In our study, differences in the cellular infiltrates among all subtypes were also established using xCell. Subtype 3 which showed the best prognosis featured the greatest number of cytotoxic antitumor immunity–related cell types. Both subtypes associated with the highest mortality (subtype C in the validation group and cluster two in the training group) showed high infiltration of fibroblasts, endothelial cells, and HSCs, and a high stromal score. This finding is in line with that of the previous study by Min et al. (Mao et al., 2020), which concluded that a high stromal score was a poor prognostic factor in GC. These clearly emphasize the role of cellular immunity and stroma in explaining the different prognosis of GC patients. Poor prognosis was associated with the presence of fibroblasts, endothelial cells, and HSCs.
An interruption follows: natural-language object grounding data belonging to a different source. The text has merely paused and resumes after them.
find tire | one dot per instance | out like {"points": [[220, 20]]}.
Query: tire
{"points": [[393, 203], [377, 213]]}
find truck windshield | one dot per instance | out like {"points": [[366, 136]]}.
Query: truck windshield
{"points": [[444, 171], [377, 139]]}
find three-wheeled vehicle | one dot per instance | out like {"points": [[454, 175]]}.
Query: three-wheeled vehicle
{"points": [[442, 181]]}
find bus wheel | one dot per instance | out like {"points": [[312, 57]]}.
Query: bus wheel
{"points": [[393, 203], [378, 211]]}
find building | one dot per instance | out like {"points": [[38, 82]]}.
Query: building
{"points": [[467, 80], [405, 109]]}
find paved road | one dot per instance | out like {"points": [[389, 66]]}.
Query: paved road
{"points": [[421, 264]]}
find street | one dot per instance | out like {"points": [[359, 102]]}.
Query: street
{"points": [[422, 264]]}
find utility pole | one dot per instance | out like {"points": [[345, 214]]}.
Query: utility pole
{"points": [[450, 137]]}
One limitation of this study is our inability to correlate our findings with subtypes of the Lauren histological classification (Lauren, 1965). No histological data were available from the downloaded GSE84433 dataset. According to the Lauren classification, gastric adenocarcinoma can be classified into diffuse, intestinal type, and mixed type. The diffuse subtype is associated with aggressive progression, peritoneal metastasis, and poorer prognosis than intestinal-type GC. A recent study by Jinawath et al. discovered that SPARC which is involved in the production of extracellular matrix was enhanced in diffuse-type, and not in intestinal-type GC (Jinawath et al., 2004). Similarly, enhanced expression of genes usually involved in the production of ECM components in diffuse-type GC, including SPARC and COL3A1, was found in the worst prognosis subtype in our study. Moreover, results of our analysis are preliminary and need to be further validated at the clinical level. At present, biomarkers are needed to assist clinicians in drug selection and avoid toxicity in nonresponsive patients. Proper integration of gene expression profiling can help tailor disease management and improve the accuracy of current palliative chemotherapeutic measures.

Conclusion

In a nutshell, based on unsupervised learning and xCell, we successfully stratified GC into three clinically relevant subtypes with distinct survival patterns. Importantly, we identified each subtype’s representative genes and immune and stromal cell composition. Interestingly, our results emphasized the role of stromal cells and immune cells in determining patient prognosis.